The process of discriminatory analysis is shown in Figure 7. By building a functional relationship and diagnostic inference model that simulates the process of TCM diagnosis, this type of method can reveal the internal hidden relationship between them according to their mathematical relationship. However, there is not just a simple one-to-one relationship between TCM syndrome and symptom, so it is indeed difficult for a single relational function to accurately describe such multidimensional and multilayered relationships. Moreover, it is hard to provide a simple and effective method for rule differentiation, so it has no guiding significance for TCM clinical diagnosis [36]. By combining the TCM theory with clinical practice, we can easily see that the multivariate statistical analysis’ ability to express the relationship between complex, multidimensional objects is not suitable for intelligent TCM syndrome differentiation [37].

In addition, AI also contains many other intelligent technologies, such as rough sets, support vector machines, grey theory, and agent, all of which have been widely used in practice [7]. During the intellectualization of the TCM syndrome differentiation system, the fuzzy theory can be used to appropriately deal with the high ambiguity of knowledge structure; the emerging intelligent methods and their improved technologies provide a broader platform for the optimization of diagnostic procedures; the combination of multiple methods and strategies can make up for the shortcomings brought about by the independent application of a certain technology, thus strengthening the system’s ability to solve problems [37].

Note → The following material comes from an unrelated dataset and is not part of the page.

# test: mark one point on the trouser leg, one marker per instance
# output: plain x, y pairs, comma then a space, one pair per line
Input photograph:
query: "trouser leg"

Research on intelligent TCM diagnosis is an inexorable trend in the information age. However, during a hard work of literatures reading, we found that there was a separation of TCM AI relevant research trends in and outside China; as we listed in the reference parts, most TCM AI relevant studies were in China, and published in Chinese; this gap made a big difficult language problem to push AI TCM relevant study forward. It seems only one way by reporting more with international general scientific research language. Meanwhile, the modernization of TCM is of far-reaching significance, combining emerging intelligent techniques with traditional TCM diagnosis to develop AI-based TCM syndrome differentiation technology with the aim of eventually building an intelligent diagnostic system. This is also of great practical significance in improving traditional Chinese physicians’ diagnostic capability while further enhancing their training. The application of smart technology in TCM plays a role in promoting the research of the laws of TCM syndrome differentiation, thereby changing the completely arbitrary diagnostic approach, enriching the content and method of TCM studies.

Data Availability

The data are stored in Guangzhou Medical University Data Center, which is the responsibility of the first author and corresponding author, and will be made public three years later. The data will be stored for 10 years.

Conflicts of Interest

The authors declare that they have no conflicts of interest.

Acknowledgments

The authors acknowledge the fund support (Shenzhen Longhua District High-Level Medical Team Project. Fund ID: LHDCH-DEREHA) to keep on the study and all colleagues in Longhua Central Hospital, who were working in the COVID-19 pandemic situation.